Educational Planning
What options are available to save for college or other educational needs?
Parents and grandparents today have several choices when it comes to providing educational funding for their children and grandchildren. Most states, including Florida, offer 529 plans and many offer a variation on the 529 plan with pre-paid tuition. Other options include Coverdell Education Savings Accounts (CESA, also known as an education IRA), and custodial accounts. Custodial accounts include Uniform Gifts to Minors Act accounts (UGMA) and Uniform Transfers to Minors Act accounts (UTMA).
Each of the different account options has its own unique set of pros and cons and deciding on the best way to save for college can be difficult. Here are some factors to consider:
- How much can you contribute to the account per year?
- Are your contributions tax-free or tax-deferred?
- How are your contributions invested?
- Are there any account administrative fees?
- What can the money in the account be used to pay for?
- What happens to the money in the account if the child does not attend college?
- Who owns the account, you or the beneficiary? Account ownership can impact your estate, student financial aid applications, and who controls the funds in the account and how they are spent
Which is the right plan for you?
Your Financial Advisor at Allen & Company can help you sort through the information and pick a plan or combination of plans that is just right. So that you can make sure that your child or grandchild has access to a quality education.
529 Disclaimer
Before you invest in a 529 plan, request an official statement and read it carefully. The official statement contains more complete information, including investment objectives, charges, expenses and risks of investing in the 529 plan, which you should consider carefully before investing.

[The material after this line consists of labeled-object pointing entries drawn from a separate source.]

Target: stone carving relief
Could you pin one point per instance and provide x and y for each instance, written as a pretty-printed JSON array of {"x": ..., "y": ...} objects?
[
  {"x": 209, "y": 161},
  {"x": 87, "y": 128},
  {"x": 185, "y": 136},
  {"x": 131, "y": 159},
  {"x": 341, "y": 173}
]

You should also consider whether your home state or your beneficiary’s home state offers any state tax or other benefits that are only available for investments in such state’s 529 plan.
Any information presented about tax considerations affecting client financial transactions or arrangements is not intended as tax advice and should not be relied upon for the purpose of avoiding any tax penalties. Clients should review any planned financial transactions or arrangements that may have tax, accounting or legal implications with their personal professional advisors.
To be eligible for the favorable tax treatment afforded to any earnings portion of withdrawals from Section 529 accounts, withdrawals must be for “qualified higher education expenses,” as defined in the Internal Revenue Code. Any earnings on non-qualified withdrawals are subject to federal income tax and may be subject to a 10% federal penalty tax, as well as state and local income taxes.
Contributions between $13,000–$65,000 ($26,000–$130,000 for married couples filing jointly) made in one year can be prorated over a five-year period without incurring gift taxes or reducing your federal unified estate and gift tax credit. If you contribute less than the $65,000 ($130,000 for married couples filing jointly) maximum, additional contributions can be made without incurring federal gift taxes, up to a prorated level of $13,000 ($26,000 for married couples filing jointly) per year. Gift taxation may result if a contribution exceeds the available annual gift tax exclusion amount remaining for a given Beneficiary in the year of contribution. For contributions between $13,000–$65,000 ($26,000–$130,000 for married couples filing jointly) made in one year, if the account owner dies before the end of the five-year period, a prorated portion of the contribution may be included in his or her taxable estate. Please consult your tax and/or legal advisor for such guidance.
Some restrictions apply. You are generally permitted to change the beneficiary to another qualified member of the family, as defined under the Internal Revenue Code, without triggering income tax and penalty. Not applicable for accounts opened under a Uniform Gifts/Transfers to Minors Act registrations.